Namun ketika ia hendak menangkis serangan ariadne, sebilah katana telah membelah kaki si induk daemon laba-laba. Ariadne berteriak kesakitan, darah hitam memuncrat dari daging yang terpotong. Secepat angin, Cor telah berdiri di antara Noctis dan ariadne.
"Kalian berempat cepat pergi dari sini!" teriak Cor sambil menebas seekor kokyangwuti yang terbang menerjangnya. "Serahkan pertarungan ini padaku!"
"Bagaimana bisa aku meninggalkanmu melawan puluhan daemon ini?" balas Noctis, menendang tarantula yang hendak merayap ke atas kakinya.
"Kubilang cepat pergi!" teriak Cor sekali lagi.
Ignis berlari ke depan pintu lift dan menekan tombol BUKA. Prompto mengejarnya. Tiga ekor kokyangwuti terbang ke dekat mereka. Ignis menusuk-nusukkan belatinya dan Prompto menembakkan senapan kepada para daemon itu.
"Noct, cepat kemari! Serahkan urusan ini pada Marshal!" teriak Ignis. Ketika pintu lift terbuka lebar, Ignis dan Prompto langsung masuk ke dalamnya.

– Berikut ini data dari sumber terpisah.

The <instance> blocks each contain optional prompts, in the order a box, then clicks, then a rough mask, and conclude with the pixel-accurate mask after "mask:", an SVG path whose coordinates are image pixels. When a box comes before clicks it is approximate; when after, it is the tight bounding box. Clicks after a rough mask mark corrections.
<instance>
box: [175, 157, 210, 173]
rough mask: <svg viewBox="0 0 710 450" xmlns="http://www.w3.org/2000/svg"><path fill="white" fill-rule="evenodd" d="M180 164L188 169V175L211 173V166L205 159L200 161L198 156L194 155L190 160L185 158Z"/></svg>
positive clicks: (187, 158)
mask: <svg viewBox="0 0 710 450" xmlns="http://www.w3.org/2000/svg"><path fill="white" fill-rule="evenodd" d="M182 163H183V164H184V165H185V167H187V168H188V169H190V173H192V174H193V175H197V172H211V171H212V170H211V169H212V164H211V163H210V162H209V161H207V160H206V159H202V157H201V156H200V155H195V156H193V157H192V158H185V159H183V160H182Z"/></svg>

"Tapi aku tidak bisa meninggalkan Marshal sendirian!" balas Noctis. Tiga ekor tarantula menerjangnya hingga membuatnya terjatuh ke belakang. Dengan satu kakinya, seekor tarantula hendak menghancurkan kaca helm Noctis. Tak sempat berdiri dan mematerialisasikan senjata, ia hanya bisa mengayun-ayunkan tangannya untuk mengusir daemon itu.
Darah hitam memuncrat di kaca helmnya ketika tarantula itu terbelah menjadi dua karena tebasan mahapedang Gladio. Sang Tameng menarik tangan kanan Noctis dan memapahnya menuju lift. "Percayakan pertarungan ini pada Marshal. Dia tidak akan mati dengan mudah. Kau ingat apa julukan Marshal? Dia adalah sang Abadi!"
Noctis terperangah sampai tidak mampu berkata-kata. Ketika mampu berdiri sendiri, ia melepaskan diri dari Gladio dan berlari ke dalam lift. Setelah mereka berempat telah berada di dalam lift, Ignis segera memencet tombol TUTUP dan lantai D. Ariadne mengalihkan perhatiannya dari Cor kepada kelompok mereka dan menghunuskan kaki berkuku tajamnya ke dalam lift, tepat ke wajah Noctis.
Namun kaki ariadne itu terjepit di antara dua daun pintu yang sedang menutup rapat. Dengan jijik, Gladio menendang potongan kaki itu ke luar lift.
Melalui celah selebar sepuluh sentimeter dari dua daun pintu lift yang masih terbuka, Noctis menyaksikan Cor berjuang sendirian sebelum dikerumuni tarantula dan kokyangwuti. Ariadne yang kehilangan Noctis mengubah targetnya kepada Cor. Hal terakhir yang dilihat Noctis sebelum lift tertutup seluruhnya adalah satu tangan Cor yang terentang tinggi ke udara ketika tubuhnya lambat laun tertelan kerumunan puluhan daemon yang berusaha mencabik-cabik setiap jengkal tubuhnya.